Publication du site « leguepard.net » du 29 août 2024
Projet constitutionnel dépourvu de tout intérêt, des coups tordus à peine voilés en matière de désignation des Sénateurs et l’impertinence notoire de la création du Sénat et des organes d’appui à la démocratie      
   L’avant-projet de la future Constitution fait actuellement l’objet de débat en République de Guinée. Débat auquel je ne voulais pas prendre part du fait de ma grande déception consécutive au massacre constitutionnel auquel s’était livré l’ancien président Alpha CONDÉ en quête de son illégal troisième mandat. Comme on le dit, il faut rendre à « César ce qui est à César ».  En plus de nombreuses sollicitions de ma participation à ce débat, c’est grâce à celles de Dr Abdoul BALDÉ le consultant du site « Leguapard.net » que j’ai décidé de modestement participer à ce débat qui est pour moi, une cause perdue d’avance du fait que le CNRD ne reculera devant rien dans sa volonté de confiscation du pouvoir.

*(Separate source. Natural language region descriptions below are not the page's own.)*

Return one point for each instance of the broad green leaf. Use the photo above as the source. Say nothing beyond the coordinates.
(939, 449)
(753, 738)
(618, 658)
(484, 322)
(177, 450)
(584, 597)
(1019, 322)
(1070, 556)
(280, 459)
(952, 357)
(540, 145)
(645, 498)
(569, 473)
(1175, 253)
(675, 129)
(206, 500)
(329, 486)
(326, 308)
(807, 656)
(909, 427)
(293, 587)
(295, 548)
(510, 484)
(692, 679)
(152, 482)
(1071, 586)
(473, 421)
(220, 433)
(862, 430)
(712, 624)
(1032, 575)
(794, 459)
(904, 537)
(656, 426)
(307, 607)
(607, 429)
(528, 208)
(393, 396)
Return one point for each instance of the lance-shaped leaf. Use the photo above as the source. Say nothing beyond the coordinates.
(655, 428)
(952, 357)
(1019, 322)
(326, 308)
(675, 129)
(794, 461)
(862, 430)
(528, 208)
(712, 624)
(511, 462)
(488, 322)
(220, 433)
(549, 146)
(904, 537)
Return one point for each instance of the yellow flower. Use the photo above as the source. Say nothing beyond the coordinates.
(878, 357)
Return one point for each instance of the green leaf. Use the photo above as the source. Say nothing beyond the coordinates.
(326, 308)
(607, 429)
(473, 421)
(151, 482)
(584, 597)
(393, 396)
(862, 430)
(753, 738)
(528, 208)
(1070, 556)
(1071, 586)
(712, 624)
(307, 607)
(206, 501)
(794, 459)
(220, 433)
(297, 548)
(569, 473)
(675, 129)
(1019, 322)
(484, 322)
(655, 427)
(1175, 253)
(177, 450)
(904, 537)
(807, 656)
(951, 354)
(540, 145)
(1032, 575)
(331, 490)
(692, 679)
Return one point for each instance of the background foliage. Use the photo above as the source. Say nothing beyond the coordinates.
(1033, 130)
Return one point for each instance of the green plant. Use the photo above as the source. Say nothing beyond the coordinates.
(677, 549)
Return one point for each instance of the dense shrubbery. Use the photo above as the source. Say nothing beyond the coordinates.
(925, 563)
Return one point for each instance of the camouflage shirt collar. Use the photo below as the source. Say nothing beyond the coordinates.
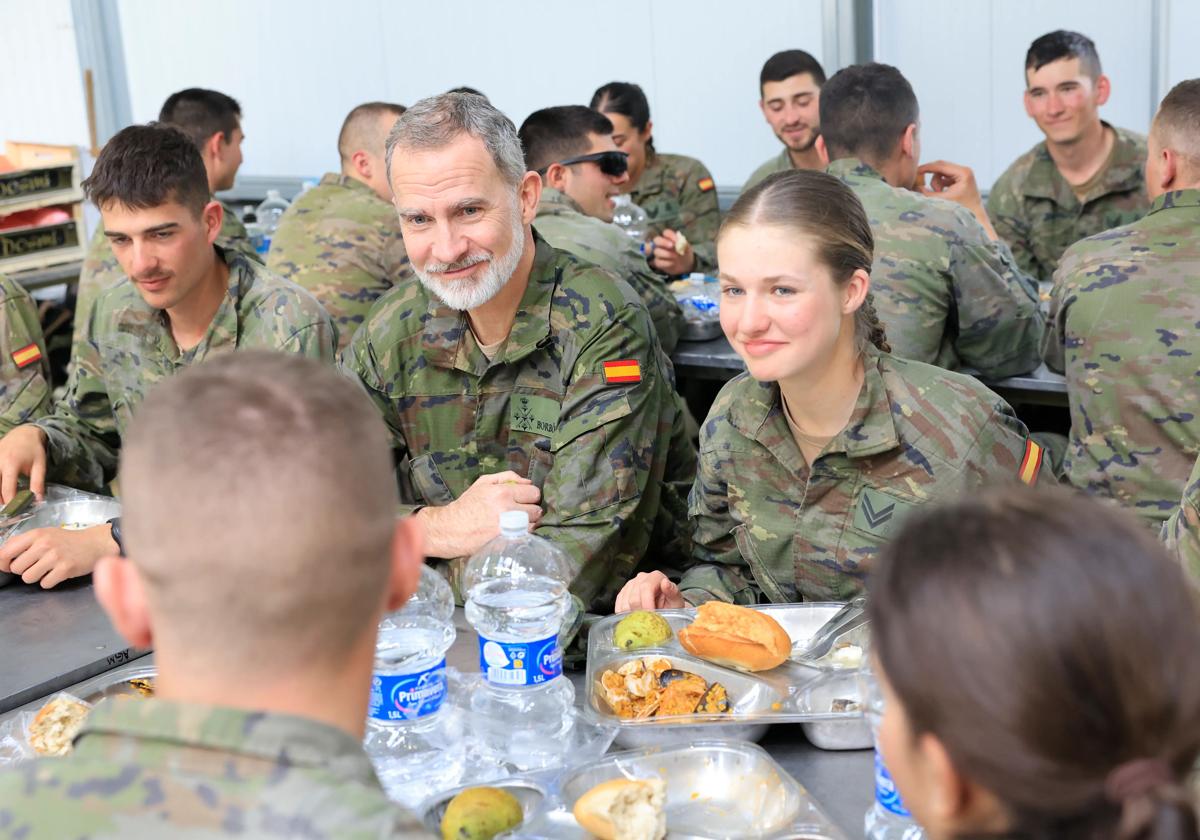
(280, 738)
(1123, 174)
(1175, 198)
(853, 171)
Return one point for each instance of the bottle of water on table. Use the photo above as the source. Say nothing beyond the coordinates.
(516, 591)
(887, 819)
(414, 743)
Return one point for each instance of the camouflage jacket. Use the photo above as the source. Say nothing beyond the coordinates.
(129, 347)
(24, 369)
(1123, 316)
(342, 243)
(946, 293)
(607, 450)
(1036, 211)
(568, 228)
(1181, 532)
(678, 192)
(767, 526)
(101, 270)
(780, 162)
(151, 768)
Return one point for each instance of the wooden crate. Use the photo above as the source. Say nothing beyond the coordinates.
(45, 175)
(39, 247)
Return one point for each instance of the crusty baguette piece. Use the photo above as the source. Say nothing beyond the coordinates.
(624, 809)
(737, 637)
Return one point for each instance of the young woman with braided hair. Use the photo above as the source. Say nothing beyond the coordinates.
(810, 460)
(1039, 660)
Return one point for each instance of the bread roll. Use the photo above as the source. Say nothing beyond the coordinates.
(737, 637)
(624, 809)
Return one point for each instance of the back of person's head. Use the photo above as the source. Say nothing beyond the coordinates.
(787, 64)
(557, 133)
(827, 214)
(437, 121)
(865, 111)
(259, 507)
(201, 114)
(144, 167)
(1177, 124)
(1060, 45)
(1050, 647)
(363, 129)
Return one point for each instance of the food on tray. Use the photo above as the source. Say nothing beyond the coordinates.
(480, 814)
(737, 637)
(648, 687)
(641, 629)
(624, 809)
(55, 725)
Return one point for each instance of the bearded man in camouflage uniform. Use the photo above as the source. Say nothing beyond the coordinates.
(341, 240)
(1122, 328)
(514, 376)
(187, 300)
(263, 647)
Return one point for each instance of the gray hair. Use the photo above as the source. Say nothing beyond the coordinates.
(436, 121)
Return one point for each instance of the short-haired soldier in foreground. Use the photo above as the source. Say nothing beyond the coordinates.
(187, 300)
(341, 239)
(514, 376)
(581, 169)
(213, 121)
(259, 577)
(1122, 328)
(1086, 177)
(946, 291)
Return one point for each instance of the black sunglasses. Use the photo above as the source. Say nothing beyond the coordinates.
(613, 163)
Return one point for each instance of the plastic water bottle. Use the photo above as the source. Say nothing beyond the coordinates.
(415, 744)
(516, 600)
(887, 819)
(268, 216)
(630, 217)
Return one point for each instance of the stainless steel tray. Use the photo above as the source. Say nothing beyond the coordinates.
(787, 694)
(714, 789)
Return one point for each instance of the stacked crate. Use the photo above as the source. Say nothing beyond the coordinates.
(41, 207)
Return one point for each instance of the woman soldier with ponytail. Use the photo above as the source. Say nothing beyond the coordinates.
(1039, 661)
(811, 459)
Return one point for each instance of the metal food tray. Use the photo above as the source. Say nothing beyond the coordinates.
(714, 789)
(792, 693)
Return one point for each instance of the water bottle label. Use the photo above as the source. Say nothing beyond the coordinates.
(408, 696)
(886, 792)
(520, 663)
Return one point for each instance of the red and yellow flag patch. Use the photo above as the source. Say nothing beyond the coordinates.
(625, 370)
(1031, 465)
(27, 355)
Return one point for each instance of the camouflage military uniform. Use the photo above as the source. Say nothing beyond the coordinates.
(568, 228)
(24, 370)
(610, 456)
(946, 293)
(1036, 211)
(766, 526)
(678, 192)
(1122, 324)
(1181, 532)
(151, 768)
(780, 162)
(101, 270)
(129, 347)
(342, 243)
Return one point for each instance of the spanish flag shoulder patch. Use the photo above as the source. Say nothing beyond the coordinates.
(27, 355)
(622, 371)
(1031, 465)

Selon Dr Abdoul BALDÉ, mon silence après 20 ans de débat constitutionnel ne sera pas compris par mes lecteurs. Raison pour laquelle, je vous livre le résultat de ma modeste observation qui s’échafaude au tour des deux points suivants : 
I- Nouvelle constitution dépourvue de tout intérêt
II- Des coups tordus à peine voilés en matière de désignation des sénateurs et l’impertinence notoire de la création du Sénat et des organes d’appui à la démocratie
Je ne souhaite pas m’étendre sur d’autres anomalies et incohérences de cet Avant-projet du fait que ce combat me semble perdu d’avance, donc inutile d’y consacrer trop de temps. 

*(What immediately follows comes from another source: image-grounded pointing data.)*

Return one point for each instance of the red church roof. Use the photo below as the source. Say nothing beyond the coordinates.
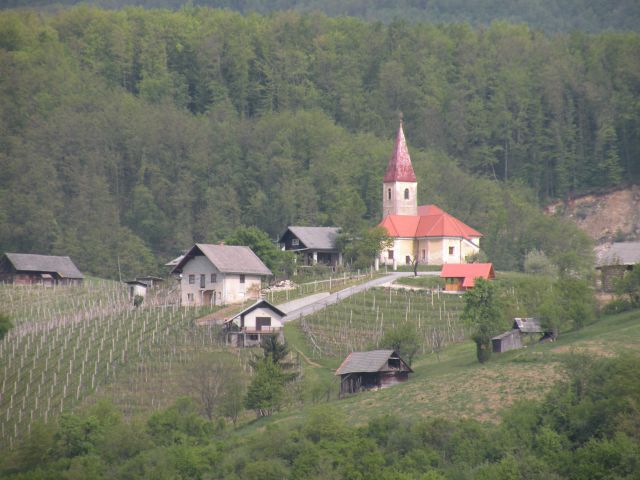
(431, 221)
(399, 168)
(468, 272)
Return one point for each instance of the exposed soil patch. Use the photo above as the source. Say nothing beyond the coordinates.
(606, 218)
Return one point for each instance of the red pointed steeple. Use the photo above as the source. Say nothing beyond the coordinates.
(399, 168)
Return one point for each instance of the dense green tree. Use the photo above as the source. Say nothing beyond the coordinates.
(483, 315)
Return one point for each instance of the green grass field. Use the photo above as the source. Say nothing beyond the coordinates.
(72, 347)
(359, 322)
(456, 385)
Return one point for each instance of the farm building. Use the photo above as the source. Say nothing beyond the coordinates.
(370, 370)
(137, 289)
(31, 269)
(620, 258)
(313, 244)
(150, 281)
(247, 328)
(426, 233)
(521, 329)
(461, 277)
(219, 275)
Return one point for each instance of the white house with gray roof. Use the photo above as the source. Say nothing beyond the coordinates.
(313, 244)
(219, 275)
(32, 269)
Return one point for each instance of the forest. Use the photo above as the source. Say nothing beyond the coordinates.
(549, 15)
(127, 135)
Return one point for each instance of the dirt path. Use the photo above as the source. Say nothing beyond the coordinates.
(316, 305)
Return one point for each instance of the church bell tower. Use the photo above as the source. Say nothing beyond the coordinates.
(399, 186)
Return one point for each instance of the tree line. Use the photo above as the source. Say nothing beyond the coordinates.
(549, 15)
(127, 135)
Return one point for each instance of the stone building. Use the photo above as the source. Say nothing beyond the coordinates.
(425, 233)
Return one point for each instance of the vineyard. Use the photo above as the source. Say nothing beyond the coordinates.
(71, 343)
(331, 283)
(359, 322)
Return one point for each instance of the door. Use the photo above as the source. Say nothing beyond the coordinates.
(263, 322)
(208, 297)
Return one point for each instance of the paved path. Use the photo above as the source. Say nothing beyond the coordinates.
(308, 305)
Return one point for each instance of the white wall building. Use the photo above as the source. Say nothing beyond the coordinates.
(219, 275)
(248, 327)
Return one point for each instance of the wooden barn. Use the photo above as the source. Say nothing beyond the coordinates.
(522, 329)
(615, 262)
(371, 370)
(31, 269)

I- Nouvelle constitution dépourvue de tout intérêtIl est préalablement utile de se questionner sur l’intérêt d’une nouvelle constitution pour la Guinée, alors que la Constitution de 2010 illégalement paralysée par l’ancien président Alpha CONDÉ a des atouts et garanties largement suffisants pour une Constitution démocratique. D’ailleurs, le président Alpha CONDÉ ne s’était heurté à aucun obstacle d’ordre constitutionnel lors de l’exercice de ses deux premiers mandats. Les problèmes de la Guinée ne découlent pas de l’imperfection de ses différentes Constitutions, mais de leurs violations systématiques par les différentes autorités en charge d’assurer leur respect. L’exemple parfait nous est donné par le CNRD lui-même qui avait concocté la Charte de la transition de façon unilatérale, mais qu’il n’a jamais respectée. Il en est ainsi entre autres, de l’article 46 de la Charte de la transition relatif à l’exclusion de candidature des membres du CNRD des différentes futures élections nationales et locales, qui est sur le point d’être violé par le biais de cette future nouvelle constitution. Cette exclusion des membres du CNRD des différentes élections jusqu’à la fin de la transition est consacrée par l’article 46 de la Charte de la transition qui dispose que : 
« Le Président et les membres du Comité National du Rassemblement pour le Développement ne peuvent faire acte de candidature ni aux élections nationales ni aux élections locales qui seront organisées pour marquer la fin de la Transition. La présente disposition n’est susceptible d’aucune révision ». 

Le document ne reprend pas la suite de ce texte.